Самый смелый пассажир заулыбался:
— Мальчишкой я тоже не боялся ужей, даже, бывало, за пазухой их таскал!
А самая пугливая пассажирка брезгливо передернула плечами и процедила:
— Все равно гадость, хоть и безвредная.
Пассажиры тут же успокоились и стали подшучивать друг над другом, а меня, старого ловца змей, бил озноб страха. Я был до смерти напуган: я-то хорошо знал, что это был за уж!
Я бежал с вараном наперегонки. Варана я не догнал, и он с ходу нырнул в нору песчанки. Но я все же изловчился и успел-таки сцапать его за хвост. Выволок из норы и поднял вверх.
Дергался и вертелся варан отчаянно, шипел и щелкал зубами. Чтобы хоть немножко его утихомирить, я раза два его хорошенько встряхнул. И вдруг из пасти у варана что-то вывалилось. «Что-то» оказалось двумя крохотными черепашками: видно, варан только что их проглотил. Черепашки неуклюже поворочались в песке и… поползли в разные стороны.

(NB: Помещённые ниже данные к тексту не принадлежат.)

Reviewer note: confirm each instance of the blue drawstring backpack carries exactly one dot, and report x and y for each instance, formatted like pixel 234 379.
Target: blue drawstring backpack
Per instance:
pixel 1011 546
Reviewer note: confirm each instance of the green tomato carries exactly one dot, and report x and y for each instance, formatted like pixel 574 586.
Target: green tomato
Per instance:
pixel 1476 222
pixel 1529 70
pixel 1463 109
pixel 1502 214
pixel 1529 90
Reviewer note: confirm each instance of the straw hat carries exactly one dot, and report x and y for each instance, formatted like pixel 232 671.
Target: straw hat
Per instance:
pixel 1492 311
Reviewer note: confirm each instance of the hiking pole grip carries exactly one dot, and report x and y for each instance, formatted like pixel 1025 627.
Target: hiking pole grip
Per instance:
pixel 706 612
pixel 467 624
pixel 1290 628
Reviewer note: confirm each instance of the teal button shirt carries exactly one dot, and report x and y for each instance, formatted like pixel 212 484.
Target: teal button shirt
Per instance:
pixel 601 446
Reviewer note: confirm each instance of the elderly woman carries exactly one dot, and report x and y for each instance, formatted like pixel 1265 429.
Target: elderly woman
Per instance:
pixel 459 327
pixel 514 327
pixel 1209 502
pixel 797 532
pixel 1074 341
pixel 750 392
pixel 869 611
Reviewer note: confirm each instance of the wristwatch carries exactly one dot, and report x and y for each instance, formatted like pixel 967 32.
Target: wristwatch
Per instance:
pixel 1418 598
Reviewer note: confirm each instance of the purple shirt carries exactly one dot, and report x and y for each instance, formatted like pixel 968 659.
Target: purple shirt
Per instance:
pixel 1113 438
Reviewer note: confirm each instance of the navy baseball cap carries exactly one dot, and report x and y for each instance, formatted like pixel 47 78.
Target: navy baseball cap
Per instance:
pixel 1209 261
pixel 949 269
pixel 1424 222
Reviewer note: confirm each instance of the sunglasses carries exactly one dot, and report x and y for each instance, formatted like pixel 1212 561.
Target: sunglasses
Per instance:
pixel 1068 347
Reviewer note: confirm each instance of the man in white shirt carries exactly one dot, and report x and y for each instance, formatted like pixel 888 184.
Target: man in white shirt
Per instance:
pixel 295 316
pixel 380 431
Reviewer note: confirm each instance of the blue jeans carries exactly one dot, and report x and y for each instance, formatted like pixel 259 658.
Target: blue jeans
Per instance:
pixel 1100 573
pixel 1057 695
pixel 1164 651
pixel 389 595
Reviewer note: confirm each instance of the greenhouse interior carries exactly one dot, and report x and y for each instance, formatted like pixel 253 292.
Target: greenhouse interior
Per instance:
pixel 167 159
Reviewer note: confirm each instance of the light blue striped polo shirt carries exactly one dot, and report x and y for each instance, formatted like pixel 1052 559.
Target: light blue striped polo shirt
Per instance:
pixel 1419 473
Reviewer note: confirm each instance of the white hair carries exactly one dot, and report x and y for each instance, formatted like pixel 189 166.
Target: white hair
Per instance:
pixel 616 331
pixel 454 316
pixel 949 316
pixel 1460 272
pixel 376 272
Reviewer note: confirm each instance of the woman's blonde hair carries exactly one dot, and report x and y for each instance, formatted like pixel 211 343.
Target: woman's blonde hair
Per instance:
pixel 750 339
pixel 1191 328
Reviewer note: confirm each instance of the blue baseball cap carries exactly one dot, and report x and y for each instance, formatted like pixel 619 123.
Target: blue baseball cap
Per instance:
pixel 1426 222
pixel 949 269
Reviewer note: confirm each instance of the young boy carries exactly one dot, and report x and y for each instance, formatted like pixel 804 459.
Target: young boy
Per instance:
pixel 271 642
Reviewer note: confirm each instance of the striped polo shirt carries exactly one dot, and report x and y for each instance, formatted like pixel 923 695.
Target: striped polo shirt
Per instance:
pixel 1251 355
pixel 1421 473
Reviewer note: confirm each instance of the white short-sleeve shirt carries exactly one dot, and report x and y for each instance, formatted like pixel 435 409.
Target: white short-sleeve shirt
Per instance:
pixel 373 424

Я удивленно на них уставился, на мгновение забыв о варане, а он извернулся и вцепился мне в ногу! Хватка у варана бульдожья, мертвая, — пришлось разжимать зубы ножом.
Вечером мы снимали кожи с добытых варанов. У самого большого что-то уж очень было раздуто брюхо. Посмотрели, а он прямо набит черепашьими яйцами! Целая дюжина яиц, и все целехоньки. Мы их хорошенько вымыли и сварили. Ужин наш получился из двух блюд: на первое варанье мясо, на второе — черепашьи яйца.
Хотите верьте, хотите нет, но мы однажды приспособили варана сторожить лагерь. Спать в палатках было душно, а на земле опасно: очень уж много там было всякой ядовитой гадости. И вот мы придумали: спать ложились на брезент, а рядом на длинной веревке привязывали варана. Как только он замечал змею, паука или скорпиона, сейчас же их хватал и съедал. Мы спали спокойно, и варан сторожил нас и днем никого к палаткам не подпускал. Хотите верьте, хотите нет…
Ворон воронят называет беленькими, а еж ежат — мягонькими.
Красива у змеи чешуя, да ядовиты зубы.